Farther up still we find the Teify among the moun­tains, flowing in a valley, at the head of which stand the ruins of Strata Florida. Most solitary is this, perhaps, of all the lonely spots which those old Cistercian monks chose out in the wilderness, and "made to blossom like the rose."

The monastery was probably founded by Rhys ap Griffith in 1164—"My Lord Rhys, the head, and shield, and strength of the south and of all Wales," as the chronicler calls him. It became the darling of the Welsh chieftains, who showered lands and money upon the monks, until they found themselves the owners of the mountain-range above, and of most of the wide valley in which stand the ruins, and the most noted sheep-farmers in Wales.

In one of these cells was preserved the parchment, still in existence, upon which was kept, every day for one hundred and thirty years, a "chronicle" of the Welsh history of the time, which only ends with the death of Llewelyn.

Here, too, lies buried beneath the great yew-trees of the graveyard a famous Welsh poet of the fourteenth century, named Dafydd ap Gwilym (David, son of William).
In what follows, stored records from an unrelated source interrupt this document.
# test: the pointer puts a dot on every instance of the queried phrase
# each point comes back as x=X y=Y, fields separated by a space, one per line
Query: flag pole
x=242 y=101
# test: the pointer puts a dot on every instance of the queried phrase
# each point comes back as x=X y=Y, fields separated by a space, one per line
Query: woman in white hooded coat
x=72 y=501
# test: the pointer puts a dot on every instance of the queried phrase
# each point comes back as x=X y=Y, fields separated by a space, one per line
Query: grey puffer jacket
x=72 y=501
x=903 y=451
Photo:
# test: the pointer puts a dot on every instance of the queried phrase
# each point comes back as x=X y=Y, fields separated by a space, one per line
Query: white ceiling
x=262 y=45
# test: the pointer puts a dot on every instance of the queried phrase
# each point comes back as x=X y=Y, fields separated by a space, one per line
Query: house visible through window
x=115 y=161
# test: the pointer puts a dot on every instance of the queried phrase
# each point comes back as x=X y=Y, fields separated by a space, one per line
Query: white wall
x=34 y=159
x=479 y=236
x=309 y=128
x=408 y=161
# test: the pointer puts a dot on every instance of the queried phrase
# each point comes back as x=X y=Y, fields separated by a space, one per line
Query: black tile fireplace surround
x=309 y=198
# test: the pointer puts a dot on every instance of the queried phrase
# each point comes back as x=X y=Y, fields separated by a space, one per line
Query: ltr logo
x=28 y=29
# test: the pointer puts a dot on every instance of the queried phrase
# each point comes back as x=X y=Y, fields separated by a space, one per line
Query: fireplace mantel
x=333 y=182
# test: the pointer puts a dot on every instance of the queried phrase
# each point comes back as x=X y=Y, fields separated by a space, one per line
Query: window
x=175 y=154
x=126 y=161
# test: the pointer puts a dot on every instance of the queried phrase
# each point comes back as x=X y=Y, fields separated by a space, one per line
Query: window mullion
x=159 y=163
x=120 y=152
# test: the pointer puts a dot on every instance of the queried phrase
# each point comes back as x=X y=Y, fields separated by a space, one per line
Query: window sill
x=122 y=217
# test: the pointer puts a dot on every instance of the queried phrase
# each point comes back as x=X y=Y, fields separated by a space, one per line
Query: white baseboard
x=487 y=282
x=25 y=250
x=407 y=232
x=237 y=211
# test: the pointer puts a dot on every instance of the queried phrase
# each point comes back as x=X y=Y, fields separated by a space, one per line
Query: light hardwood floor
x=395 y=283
Welsh literature is full of the love-poems addressed by this poet to Morfydd, his loved one, " Maid of the glowing form and lily brow beneath a roof of golden tresses."

She was above him in birth, and was sent to a convent in Anglesey to be out of his way. Ap Gwilym, disguised as a monk, followed her to a monastery close by, but only to hear that she had been married to a husband much older than herself. In desperation the bard tried to carry her off, but was seized and thrown into a Glamorgan prison until he could pay a large fine. But his fellow-poets would not let the "chief bard of Glamorgan" languish in a dungeon; they paid his fine, and set the prisoner free to sing again of Nature and of love.

Ap Gwilym died in the year of Glendower's revolt, still grieving for his lost Morfydd, and, with her name on his lips, passed away, and was buried under the walls of the great abbey that had sheltered his last years.


1 The quotation is taken from Bradley's "Highways and Byways of South Wales."